Showing posts with label Morality. Show all posts
Showing posts with label Morality. Show all posts

Thursday, November 18, 2010

The Anglican Covenant, or, Haven’t We Been Here Before?

Although I bought the book a couple or three years ago, it has been sitting on my shelf until this week: Team of Rivals: The Political Genius of Abraham Lincoln, by American historian Doris Kearns Goodwin. It’s an account of the men who were rivals for the Presidential nomination in 1860 and who became members of Lincoln’s cabinet during the Civil War: William H. Seward, Salmon P. Chase, and Edward Bates. (Incidentally, Chase was the nephew of the Right Rev. Philander Chase, who was Bishop of Ohio and then of Illinois during the second quarter of the nineteenth century, and whom The Episcopal Church commemorates on September 22. Goodwin refers to him in passing, but obviously doesn’t like him very much.) I’m still early in the book — I’ve just finished the chapter about the 1850s. What I found very interesting, and I hadn’t really been aware of it before, was how the issue of slavery dominated American politics in the antebellum years. We often pick up on Lincoln’s stated position early in his presidency: “If I could save the Union without freeing any slave I would do it, and if I could save it by freeing all the slaves I would do it; and if I could save it by freeing some and leaving others alone I would also do that.” That is, the Civil War was, at least initially, really about preserving the Union and not primarily about slavery. But the years leading up to 1860 make very clear that, no, it really was all about slavery. The South had been threatening secession for many years, and slavery was the issue. The strengthening of the Fugitive Slave Law by the Compromise of 1850, and the Kansas-Nebraska Act of 1854, made the Civil War inevitable.

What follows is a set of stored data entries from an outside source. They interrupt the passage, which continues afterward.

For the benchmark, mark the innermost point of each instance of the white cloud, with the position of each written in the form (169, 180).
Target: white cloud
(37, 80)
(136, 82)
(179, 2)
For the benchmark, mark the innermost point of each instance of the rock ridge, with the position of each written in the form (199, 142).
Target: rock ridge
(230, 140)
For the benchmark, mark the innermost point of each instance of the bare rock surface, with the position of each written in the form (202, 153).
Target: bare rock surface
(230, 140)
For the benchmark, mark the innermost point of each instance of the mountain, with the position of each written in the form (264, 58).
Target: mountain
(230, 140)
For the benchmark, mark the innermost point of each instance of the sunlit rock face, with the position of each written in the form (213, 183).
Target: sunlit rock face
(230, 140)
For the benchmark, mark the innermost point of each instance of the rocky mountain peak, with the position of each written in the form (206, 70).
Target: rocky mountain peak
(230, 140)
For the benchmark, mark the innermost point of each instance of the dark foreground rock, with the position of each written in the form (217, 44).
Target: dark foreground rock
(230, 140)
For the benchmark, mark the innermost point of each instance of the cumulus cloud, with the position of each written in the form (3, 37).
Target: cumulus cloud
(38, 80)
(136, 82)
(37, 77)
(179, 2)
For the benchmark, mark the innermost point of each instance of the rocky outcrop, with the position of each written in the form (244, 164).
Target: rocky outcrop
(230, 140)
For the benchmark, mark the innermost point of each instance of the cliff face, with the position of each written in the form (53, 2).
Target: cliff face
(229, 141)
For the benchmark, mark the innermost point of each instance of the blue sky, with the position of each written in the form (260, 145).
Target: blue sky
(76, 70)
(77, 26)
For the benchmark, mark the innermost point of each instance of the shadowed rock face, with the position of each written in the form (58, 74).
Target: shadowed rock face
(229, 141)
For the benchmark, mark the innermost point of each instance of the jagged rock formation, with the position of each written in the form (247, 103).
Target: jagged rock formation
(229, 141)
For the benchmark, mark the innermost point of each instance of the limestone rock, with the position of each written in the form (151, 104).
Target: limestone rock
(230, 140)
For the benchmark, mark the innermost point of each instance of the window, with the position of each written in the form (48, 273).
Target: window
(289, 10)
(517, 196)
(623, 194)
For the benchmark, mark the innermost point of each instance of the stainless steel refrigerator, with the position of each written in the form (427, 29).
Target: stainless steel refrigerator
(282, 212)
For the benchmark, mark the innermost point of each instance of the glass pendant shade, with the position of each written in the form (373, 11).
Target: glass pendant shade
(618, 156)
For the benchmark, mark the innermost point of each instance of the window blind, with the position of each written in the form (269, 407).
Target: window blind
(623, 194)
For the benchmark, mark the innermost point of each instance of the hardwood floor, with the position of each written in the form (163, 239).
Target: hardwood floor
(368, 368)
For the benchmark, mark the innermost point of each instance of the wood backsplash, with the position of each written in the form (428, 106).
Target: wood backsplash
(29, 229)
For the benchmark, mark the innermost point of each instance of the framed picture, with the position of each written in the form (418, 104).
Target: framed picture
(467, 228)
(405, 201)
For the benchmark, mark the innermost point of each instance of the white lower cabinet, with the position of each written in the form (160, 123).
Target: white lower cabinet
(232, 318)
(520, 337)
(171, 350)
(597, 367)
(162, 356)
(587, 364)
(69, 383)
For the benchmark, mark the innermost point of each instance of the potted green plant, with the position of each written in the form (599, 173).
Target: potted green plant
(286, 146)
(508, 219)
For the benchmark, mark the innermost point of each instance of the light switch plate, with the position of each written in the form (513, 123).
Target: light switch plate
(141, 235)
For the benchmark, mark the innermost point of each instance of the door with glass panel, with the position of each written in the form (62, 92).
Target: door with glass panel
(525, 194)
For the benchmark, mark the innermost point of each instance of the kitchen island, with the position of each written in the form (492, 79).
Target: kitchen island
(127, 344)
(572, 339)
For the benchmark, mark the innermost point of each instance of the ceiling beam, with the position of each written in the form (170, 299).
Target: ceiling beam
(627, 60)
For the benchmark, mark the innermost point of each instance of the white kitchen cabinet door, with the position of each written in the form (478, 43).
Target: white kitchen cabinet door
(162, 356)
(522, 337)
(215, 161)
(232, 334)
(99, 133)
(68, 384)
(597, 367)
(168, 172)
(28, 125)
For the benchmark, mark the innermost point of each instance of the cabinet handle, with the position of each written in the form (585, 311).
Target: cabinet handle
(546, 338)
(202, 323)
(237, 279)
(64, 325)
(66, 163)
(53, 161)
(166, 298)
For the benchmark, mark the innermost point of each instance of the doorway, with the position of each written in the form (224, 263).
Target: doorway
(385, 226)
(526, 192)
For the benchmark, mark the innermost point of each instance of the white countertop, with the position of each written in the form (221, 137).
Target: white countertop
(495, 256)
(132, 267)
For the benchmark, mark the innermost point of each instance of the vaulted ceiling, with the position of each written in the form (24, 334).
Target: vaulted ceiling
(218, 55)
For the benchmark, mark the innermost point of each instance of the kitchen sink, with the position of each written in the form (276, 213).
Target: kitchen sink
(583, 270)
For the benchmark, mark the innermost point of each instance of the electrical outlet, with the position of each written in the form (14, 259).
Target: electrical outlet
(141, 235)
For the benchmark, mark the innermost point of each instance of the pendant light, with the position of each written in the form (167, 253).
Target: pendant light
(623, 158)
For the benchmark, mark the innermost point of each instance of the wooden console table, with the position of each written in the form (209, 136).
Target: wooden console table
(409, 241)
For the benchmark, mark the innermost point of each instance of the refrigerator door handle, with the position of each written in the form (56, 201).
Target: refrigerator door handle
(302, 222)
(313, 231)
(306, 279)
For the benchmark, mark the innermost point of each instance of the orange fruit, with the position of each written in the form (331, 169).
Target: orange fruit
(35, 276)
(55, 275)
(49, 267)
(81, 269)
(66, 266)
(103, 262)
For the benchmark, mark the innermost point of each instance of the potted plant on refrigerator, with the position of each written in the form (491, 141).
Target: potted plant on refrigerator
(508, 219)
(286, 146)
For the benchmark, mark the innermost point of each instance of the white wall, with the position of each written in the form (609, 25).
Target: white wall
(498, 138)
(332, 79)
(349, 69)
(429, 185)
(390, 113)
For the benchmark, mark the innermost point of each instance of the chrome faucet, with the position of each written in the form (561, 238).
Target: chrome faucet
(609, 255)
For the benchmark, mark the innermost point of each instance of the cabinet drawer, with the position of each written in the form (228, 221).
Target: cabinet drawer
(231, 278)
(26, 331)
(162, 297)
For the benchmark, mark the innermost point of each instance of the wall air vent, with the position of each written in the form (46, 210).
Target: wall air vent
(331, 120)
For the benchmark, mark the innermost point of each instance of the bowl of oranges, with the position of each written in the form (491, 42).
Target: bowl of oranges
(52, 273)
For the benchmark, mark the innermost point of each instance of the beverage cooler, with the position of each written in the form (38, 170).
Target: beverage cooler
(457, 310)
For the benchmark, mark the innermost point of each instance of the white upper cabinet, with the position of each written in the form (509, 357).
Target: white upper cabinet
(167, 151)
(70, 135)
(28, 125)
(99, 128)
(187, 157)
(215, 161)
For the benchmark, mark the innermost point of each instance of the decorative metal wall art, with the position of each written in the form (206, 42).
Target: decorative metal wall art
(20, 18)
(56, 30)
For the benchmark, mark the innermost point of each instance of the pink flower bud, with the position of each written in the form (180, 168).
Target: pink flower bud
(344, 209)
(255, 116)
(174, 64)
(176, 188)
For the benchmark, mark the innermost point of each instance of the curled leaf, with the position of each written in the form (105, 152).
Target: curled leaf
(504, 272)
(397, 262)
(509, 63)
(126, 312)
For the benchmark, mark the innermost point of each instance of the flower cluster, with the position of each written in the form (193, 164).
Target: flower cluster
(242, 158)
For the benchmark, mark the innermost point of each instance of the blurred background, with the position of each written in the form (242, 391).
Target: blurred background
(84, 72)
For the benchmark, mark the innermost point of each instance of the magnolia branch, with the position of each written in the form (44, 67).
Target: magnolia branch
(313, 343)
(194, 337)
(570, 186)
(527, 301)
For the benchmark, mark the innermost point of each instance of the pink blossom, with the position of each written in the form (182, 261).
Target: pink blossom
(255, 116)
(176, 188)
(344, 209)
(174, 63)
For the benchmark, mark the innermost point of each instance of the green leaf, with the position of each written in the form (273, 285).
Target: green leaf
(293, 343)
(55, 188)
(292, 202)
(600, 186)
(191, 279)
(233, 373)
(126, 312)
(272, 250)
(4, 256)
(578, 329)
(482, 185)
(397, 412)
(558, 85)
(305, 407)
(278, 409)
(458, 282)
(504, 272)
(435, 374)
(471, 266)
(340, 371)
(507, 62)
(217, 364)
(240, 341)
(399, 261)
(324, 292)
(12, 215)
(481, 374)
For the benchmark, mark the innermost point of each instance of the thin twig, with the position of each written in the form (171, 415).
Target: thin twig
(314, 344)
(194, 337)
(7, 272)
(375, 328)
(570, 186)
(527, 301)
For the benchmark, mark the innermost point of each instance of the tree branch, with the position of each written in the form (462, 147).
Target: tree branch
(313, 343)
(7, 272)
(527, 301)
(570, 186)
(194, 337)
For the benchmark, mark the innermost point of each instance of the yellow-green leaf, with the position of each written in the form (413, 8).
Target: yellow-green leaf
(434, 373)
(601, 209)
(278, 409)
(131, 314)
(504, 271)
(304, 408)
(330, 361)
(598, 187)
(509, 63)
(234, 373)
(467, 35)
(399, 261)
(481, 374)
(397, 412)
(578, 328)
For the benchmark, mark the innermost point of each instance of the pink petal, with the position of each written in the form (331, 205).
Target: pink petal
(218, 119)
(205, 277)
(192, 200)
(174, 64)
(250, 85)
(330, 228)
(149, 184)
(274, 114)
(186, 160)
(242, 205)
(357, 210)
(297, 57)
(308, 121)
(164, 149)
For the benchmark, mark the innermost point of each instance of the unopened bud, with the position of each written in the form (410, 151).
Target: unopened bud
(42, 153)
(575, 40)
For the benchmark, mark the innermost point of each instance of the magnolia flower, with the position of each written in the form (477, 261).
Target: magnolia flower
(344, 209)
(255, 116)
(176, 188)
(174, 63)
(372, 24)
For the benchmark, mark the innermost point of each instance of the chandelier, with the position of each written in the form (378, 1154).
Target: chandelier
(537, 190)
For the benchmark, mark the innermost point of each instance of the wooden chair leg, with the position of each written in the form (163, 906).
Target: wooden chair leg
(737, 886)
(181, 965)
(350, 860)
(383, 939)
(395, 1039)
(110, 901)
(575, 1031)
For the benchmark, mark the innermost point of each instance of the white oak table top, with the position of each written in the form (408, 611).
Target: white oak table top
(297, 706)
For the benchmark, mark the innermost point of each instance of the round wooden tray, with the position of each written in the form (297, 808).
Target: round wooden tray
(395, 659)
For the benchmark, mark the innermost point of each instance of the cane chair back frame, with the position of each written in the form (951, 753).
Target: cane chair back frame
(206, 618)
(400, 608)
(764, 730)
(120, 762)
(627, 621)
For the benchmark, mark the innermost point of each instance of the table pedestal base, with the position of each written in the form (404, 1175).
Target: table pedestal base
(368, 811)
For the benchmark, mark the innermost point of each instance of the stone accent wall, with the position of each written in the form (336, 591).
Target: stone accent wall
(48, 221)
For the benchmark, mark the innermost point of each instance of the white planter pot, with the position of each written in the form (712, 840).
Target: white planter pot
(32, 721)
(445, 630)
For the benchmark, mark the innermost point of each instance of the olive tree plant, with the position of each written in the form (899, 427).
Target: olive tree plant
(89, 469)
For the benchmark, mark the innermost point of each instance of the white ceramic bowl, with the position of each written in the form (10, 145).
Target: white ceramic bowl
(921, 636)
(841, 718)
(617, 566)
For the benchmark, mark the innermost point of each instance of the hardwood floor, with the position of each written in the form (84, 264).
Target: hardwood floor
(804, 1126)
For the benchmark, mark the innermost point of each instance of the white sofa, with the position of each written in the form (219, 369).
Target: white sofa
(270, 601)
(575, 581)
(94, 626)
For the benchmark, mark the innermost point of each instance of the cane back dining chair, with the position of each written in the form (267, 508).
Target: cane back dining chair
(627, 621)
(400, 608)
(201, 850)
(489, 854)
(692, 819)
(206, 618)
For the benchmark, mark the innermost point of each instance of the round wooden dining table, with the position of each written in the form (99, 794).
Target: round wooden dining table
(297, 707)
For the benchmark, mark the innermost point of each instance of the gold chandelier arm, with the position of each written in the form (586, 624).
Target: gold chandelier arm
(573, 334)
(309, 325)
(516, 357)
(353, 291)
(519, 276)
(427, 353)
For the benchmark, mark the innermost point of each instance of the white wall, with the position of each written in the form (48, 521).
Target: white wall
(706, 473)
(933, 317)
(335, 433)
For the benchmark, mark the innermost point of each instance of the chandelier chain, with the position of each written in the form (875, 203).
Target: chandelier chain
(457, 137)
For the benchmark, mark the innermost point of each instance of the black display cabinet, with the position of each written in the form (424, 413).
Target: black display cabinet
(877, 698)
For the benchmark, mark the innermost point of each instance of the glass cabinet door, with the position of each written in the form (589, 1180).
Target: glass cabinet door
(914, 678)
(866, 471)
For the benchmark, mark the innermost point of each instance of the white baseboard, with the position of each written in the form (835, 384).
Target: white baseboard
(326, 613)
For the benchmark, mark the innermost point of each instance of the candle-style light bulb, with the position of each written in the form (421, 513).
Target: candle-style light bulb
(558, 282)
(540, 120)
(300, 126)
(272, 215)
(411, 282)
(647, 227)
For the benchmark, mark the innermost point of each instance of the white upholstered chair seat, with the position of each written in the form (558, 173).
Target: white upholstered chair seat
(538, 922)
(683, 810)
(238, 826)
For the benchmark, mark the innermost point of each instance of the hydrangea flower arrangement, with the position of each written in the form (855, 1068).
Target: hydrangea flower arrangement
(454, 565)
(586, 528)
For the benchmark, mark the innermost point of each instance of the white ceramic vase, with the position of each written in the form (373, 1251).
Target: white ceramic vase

“Gee,” I thought as I was reading these early chapters of Goodwin’s book, “this sounds a little familiar.” Are we not, in our Communion, dealing with issues of threatened secession over what we perceive as a major moral issue? Might we not think that +Rowan Williams is desperately trying to “save the Communion”? And would it be possible to save the Communion by moral compromise? (Whichever side of our current issue one may be on — and we might remember that there were self-proclaimed committed American Christians on both sides of the slavery issue in the nineteenth century.) Please let me be clear — I am not suggesting that there are any simple or immediate parallels between the United States in the middle of the nineteenth century and the Anglican Communion at the beginning of the twenty-first century. I am not comparing +Rowan Williams to Lincoln (though that might be an interesting exercise in “compare and contrast”!), nor do I know whether the Global South, or rather, more specifically the GAFCON gang, or on the other hand The Episcopal Church or the Anglican Church of Canada, can be identified in any respect with either the Northern or the Southern States. It seems to me much more complex than that. Nevertheless, from a wider perspective, I am caught by the notion, “haven’t we been here before?”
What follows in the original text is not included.